The yield on a stock or a mutual fund (MF) scheme is expressed as ‘dividend yield’, while the yield on bonds is expressed in terms of ‘interest yield’ (or ‘bond yield’). The dividend yield can be calculated based on cost (acquisition) price or the current market price (CMP). For example, if the cost price of a stock (or MF unit) bought in 2015 was Rs 50 and the dividend for the last financial year is Rs 5 per share (or per MF unit), the dividend yield is 10% (5/50x100=10%). However, if the market price of the stock or MF unit has gone up and it is currently quoting at Rs 55, the dividend yield on the CMP would be 9.09% approx. If the shares or MF units were bought in an IPO or NFO at Rs 10, the dividend yield would be a whopping 50%.

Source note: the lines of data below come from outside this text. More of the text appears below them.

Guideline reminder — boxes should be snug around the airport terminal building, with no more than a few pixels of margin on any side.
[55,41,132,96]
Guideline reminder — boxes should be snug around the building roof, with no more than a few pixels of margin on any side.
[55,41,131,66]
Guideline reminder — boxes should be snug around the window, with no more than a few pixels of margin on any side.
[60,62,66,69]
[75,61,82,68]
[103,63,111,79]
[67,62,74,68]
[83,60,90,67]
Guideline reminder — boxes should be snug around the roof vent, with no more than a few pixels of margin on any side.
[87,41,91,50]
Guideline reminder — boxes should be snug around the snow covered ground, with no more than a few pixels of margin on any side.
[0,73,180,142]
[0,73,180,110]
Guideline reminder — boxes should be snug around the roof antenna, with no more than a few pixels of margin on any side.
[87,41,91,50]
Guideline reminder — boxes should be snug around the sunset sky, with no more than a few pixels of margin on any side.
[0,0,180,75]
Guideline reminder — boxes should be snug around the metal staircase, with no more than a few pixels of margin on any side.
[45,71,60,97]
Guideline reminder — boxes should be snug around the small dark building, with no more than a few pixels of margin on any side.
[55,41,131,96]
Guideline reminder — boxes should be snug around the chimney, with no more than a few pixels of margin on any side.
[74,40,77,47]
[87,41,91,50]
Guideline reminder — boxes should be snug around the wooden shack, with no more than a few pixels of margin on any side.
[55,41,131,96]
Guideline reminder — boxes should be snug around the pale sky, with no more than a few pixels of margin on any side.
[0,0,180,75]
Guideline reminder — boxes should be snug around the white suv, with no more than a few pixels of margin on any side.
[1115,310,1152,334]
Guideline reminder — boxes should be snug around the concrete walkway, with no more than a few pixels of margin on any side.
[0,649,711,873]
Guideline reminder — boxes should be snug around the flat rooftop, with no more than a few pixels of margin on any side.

In the case of bonds, the interest (or bond) yield would depend on the coupon rate of the bond and the current market price of the bond. The coupon rate is the rate of interest fixed at the time of issuance of the bond. Since the interest rate on the bond remains fixed, any fluctuation in the market interest rates affects the bond yield positively or negatively. For example, if the coupon rate of bond is 10% and the current market price of the bond (with issue price of Rs 100) is Rs 103, the bond yield on the CMP would be 9.7% approx.
However, if the interest rates go up, the bondholder would be at a disadvantage as the coupon rate on the bond remains the same. As a result, the price of the bond would fall to maintain the same return yielded by prevailing interest rates. In the above example, the bond price would have to decline to Rs 101 to maintain the interest yield at 9.90% approx.